Alternative energy gets a boost
Posted on Sun, Sep. 11, 2005
By ELLEN SIMON
The Associated Press
NEW YORK - Alternative energy has long been dismissed as too expensive to be practical, but with oil prices around $65 a barrel, solar energy and fuel cells are looking positively affordable. As a result, alternative fuel companies' stock has soared this summer alongside oil prices.

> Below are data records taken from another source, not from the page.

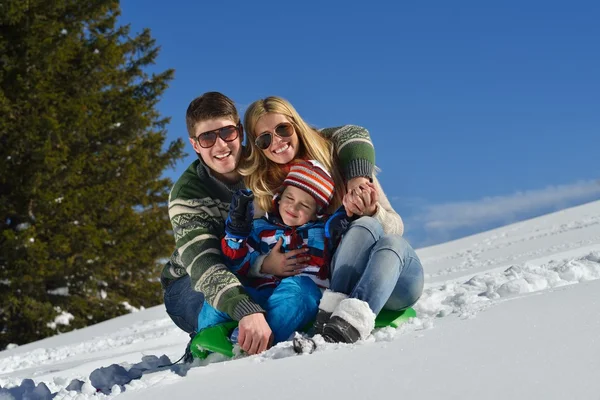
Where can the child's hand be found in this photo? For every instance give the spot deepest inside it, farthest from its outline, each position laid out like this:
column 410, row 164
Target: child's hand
column 284, row 264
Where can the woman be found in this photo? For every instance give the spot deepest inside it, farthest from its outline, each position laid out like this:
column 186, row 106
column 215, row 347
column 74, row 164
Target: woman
column 373, row 267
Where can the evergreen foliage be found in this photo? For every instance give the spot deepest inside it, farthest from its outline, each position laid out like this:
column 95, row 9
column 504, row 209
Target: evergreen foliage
column 83, row 204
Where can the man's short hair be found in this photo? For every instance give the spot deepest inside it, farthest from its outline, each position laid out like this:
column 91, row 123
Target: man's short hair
column 210, row 105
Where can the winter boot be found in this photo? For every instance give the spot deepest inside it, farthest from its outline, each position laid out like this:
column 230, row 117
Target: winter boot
column 328, row 303
column 351, row 321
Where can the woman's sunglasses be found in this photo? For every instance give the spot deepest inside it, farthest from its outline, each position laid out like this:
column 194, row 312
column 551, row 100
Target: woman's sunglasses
column 228, row 133
column 263, row 141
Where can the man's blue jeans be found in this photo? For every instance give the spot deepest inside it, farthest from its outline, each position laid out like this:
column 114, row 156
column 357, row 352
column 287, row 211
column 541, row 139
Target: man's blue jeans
column 375, row 267
column 289, row 307
column 183, row 304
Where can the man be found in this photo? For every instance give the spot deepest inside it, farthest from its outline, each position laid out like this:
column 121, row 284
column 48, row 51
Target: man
column 198, row 207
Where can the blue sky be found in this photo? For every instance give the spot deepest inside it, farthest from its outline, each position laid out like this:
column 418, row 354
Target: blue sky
column 482, row 113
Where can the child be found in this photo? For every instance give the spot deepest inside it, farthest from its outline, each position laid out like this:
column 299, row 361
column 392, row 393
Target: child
column 297, row 219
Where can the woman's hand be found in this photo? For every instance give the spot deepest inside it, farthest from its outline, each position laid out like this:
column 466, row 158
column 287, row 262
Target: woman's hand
column 361, row 198
column 284, row 264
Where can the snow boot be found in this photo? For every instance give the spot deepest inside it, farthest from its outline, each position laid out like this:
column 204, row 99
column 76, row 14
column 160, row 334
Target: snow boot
column 328, row 303
column 351, row 321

While equipping your house with solar panels will almost certainly pay off in time, alternative energy stocks are riskier. Many are money-losing companies. All have uncertain futures.
"This is an emerging growth space that's been emerging for a long time," said Jack Robinson, president of Winslow Management Co., a 21-year-old investment firm focused on green investing. "There are companies that are much riskier than others."
Most alternative-energy stocks are thinly traded. Several of the companies don't have a lot of cash.
"They are still consuming a lot of cash; there's a risk of them not being able to consume their way to success," said Timothy Woodward, managing director at Nth Power, a venture-capital firm specializing in energy technologies.
"Many of these companies have to go back to the public markets on a fairly regular basis to support their operations," he said. "If they can't do a financing, they run the risk of having to shut the doors."
Recently, the financing hasn't been a problem.
Hurricane Katrina has shut an estimated 5 percent of the nation's oil-refining capacity, which will send gasoline prices even higher.
For 2005, U.S. energy expenditures are expected to be $1.08 trillion, about 24 percent above the 2004 level, the Energy Information Administration reported Friday. It said energy costs will represent 8.7 percent of the nation's annual gross domestic product this year, the highest percentage since 1985.
That's good news for Spire Corp., which makes solar-cell manufacturing equipment. The company makes a profit and has solid sales, but it still received a letter from Nasdaq in April saying that Spire was no longer in compliance with the exchange's $10 million stockholders' equity requirement.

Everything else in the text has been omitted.